The Supreme Court’s ruling was the fifth since John Roberts was confirmed as Chief Justice in 2005 to strike down sections of BCRA.
The case stocked fears among individuals and organizations who favor strict regulation of campaign finances that the Supreme Court might overturn what remains of the law.
These concerns were understandable given that US Senate Minority Leader Mitch McConnell, no friend of campaign finance regulation, had submitted an amicus brief seeking to scrap what remained of BCRA.

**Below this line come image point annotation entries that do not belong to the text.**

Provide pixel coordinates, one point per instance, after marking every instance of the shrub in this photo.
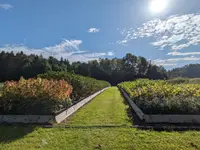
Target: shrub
(82, 86)
(180, 80)
(160, 97)
(35, 96)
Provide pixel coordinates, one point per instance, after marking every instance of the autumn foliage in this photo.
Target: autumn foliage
(35, 96)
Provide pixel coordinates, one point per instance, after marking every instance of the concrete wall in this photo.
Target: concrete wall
(161, 118)
(25, 119)
(42, 119)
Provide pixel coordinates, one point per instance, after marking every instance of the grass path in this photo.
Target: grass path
(106, 109)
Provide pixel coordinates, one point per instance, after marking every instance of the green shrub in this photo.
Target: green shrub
(161, 97)
(35, 96)
(82, 86)
(181, 80)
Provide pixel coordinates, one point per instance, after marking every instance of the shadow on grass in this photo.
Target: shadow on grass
(9, 133)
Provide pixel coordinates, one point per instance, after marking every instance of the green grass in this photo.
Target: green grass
(97, 138)
(106, 109)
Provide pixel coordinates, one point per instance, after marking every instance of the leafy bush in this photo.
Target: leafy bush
(161, 97)
(184, 80)
(82, 86)
(35, 96)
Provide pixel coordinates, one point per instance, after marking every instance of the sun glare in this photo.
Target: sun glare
(157, 6)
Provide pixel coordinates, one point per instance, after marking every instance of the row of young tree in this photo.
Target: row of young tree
(189, 71)
(130, 67)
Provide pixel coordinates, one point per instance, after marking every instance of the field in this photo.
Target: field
(89, 131)
(161, 97)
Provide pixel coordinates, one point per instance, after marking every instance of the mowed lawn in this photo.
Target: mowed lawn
(92, 133)
(106, 109)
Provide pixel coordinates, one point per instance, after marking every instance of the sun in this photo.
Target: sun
(157, 6)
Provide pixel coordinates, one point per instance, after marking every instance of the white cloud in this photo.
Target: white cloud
(175, 32)
(110, 53)
(183, 54)
(174, 61)
(93, 30)
(68, 49)
(6, 6)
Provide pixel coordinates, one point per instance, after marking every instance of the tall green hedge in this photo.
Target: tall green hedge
(82, 86)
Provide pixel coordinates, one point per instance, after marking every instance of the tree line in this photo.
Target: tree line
(130, 67)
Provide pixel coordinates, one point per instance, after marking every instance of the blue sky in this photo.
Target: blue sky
(92, 29)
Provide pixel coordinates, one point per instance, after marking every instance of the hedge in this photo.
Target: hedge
(35, 96)
(160, 97)
(82, 86)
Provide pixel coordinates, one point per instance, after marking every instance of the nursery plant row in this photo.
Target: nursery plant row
(48, 94)
(162, 97)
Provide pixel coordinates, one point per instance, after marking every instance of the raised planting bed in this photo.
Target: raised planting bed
(161, 102)
(41, 100)
(44, 119)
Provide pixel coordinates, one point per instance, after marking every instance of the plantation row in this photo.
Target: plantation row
(50, 93)
(162, 97)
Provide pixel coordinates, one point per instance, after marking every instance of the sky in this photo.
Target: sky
(166, 32)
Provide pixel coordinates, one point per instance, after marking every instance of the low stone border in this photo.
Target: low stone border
(43, 119)
(161, 118)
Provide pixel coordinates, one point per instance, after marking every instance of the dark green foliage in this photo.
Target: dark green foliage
(82, 86)
(180, 80)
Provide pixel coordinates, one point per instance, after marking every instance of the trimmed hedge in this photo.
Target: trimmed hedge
(181, 80)
(160, 97)
(82, 86)
(35, 96)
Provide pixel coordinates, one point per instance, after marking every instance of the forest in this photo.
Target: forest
(115, 70)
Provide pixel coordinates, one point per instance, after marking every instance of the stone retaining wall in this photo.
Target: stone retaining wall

A lawsuit filed in McConnell’s name shortly after enactment of the law and in a December 10, 2003 ruling that narrowly upheld its main provisions. But it also included the first two declarations that parts of the BCRA were unconstitutional- one provision banning contributions by minors and another that restricted the ability of parties to make independent expenditures on behalf of candidates.
Several pro-regulation groups were so concerned with what the Supreme Court might do in the Cruz case that they intervened on behalf of the FEC. They defended the constitutionality of Section 304, contending that allowing unlimited reimbursement for candidate loans could be corrupting.
The Cruz case confronted the Supreme Court with two main issues: whether Senator Cruz had standing to challenge the law and whether the limit violates the free speech clause of the First Amendment.
A previous column of mine authored about the case published on January 24, 2022 maintained that both the pro-regulation groups and Senator McConnell would be “disappointed.”
It accurately predicted that the Court would rule that the Senator has standing, that Section 304 of BCRA would be ruled unconstitutional, and that the Court would not invalidate what remains of BCRA.
“The Court is likely to accept Senator Cruz’s argument that the $250,000 cap places a burden on a candidate to not loan more than $250,000, thus infringing on the candidate’s First Amendment rights,” said the earlier column.
One takeaway from this case is that the New Jersey Legislature displayed considerable wisdom in its approach toward regulating a similar question under this state’s campaign finance laws.
The Legislature permitted non-gubernatorial candidates for office to personally loan their campaigns unlimited amounts and to have the loans paid back after the election with post-election contributions.
Under New Jersey law, contributors are prevented from exerting undue influence on candidates because contributions before or after the election are subject to contribution limits and reimbursement can be made only up to the amount of the loan.
Whether this provision is influenced by the Supreme Court, who knows. But the Cruz ruling seems to reflect New Jersey’s common-sense approach.
No doubt many learned individuals whose focus is campaign finance law breathed a sigh of relief that the Supreme Court did not fully undo BCRA or target other campaign finance laws.
With respect to those sentiments, this columnist has consistently argued that the Supreme Court, despite its free speech concerns and relying both on precedent and good political sense, would continue to uphold cornerstone campaign finance laws such as contribution limits and disclosure.
So far, that has been the case, as indicated by an April 22, 2022 Supreme Court decision to let stand a Rhode Island independent expenditure disclosure law.
The court’s long-time support for disclosure signals an opening for the state Legislature to undertake once again to pass legislation that would, like Rhode Island’s law, require disclosure by independent groups engaged in electioneering in New Jersey.
Recently, independent groups have spent tens of millions trying, with considerable success, to influence election outcomes in New Jersey. It is time that these groups be legally placed on a par with candidates and political parties, which are required to fully disclose their financial activity, to return balance to the state’s electoral system.
Jeff Brindle is the Executive Director of the New Jersey Election Law Enforcement Commission.
The opinions presented here are his own and not necessarily those of the Commission.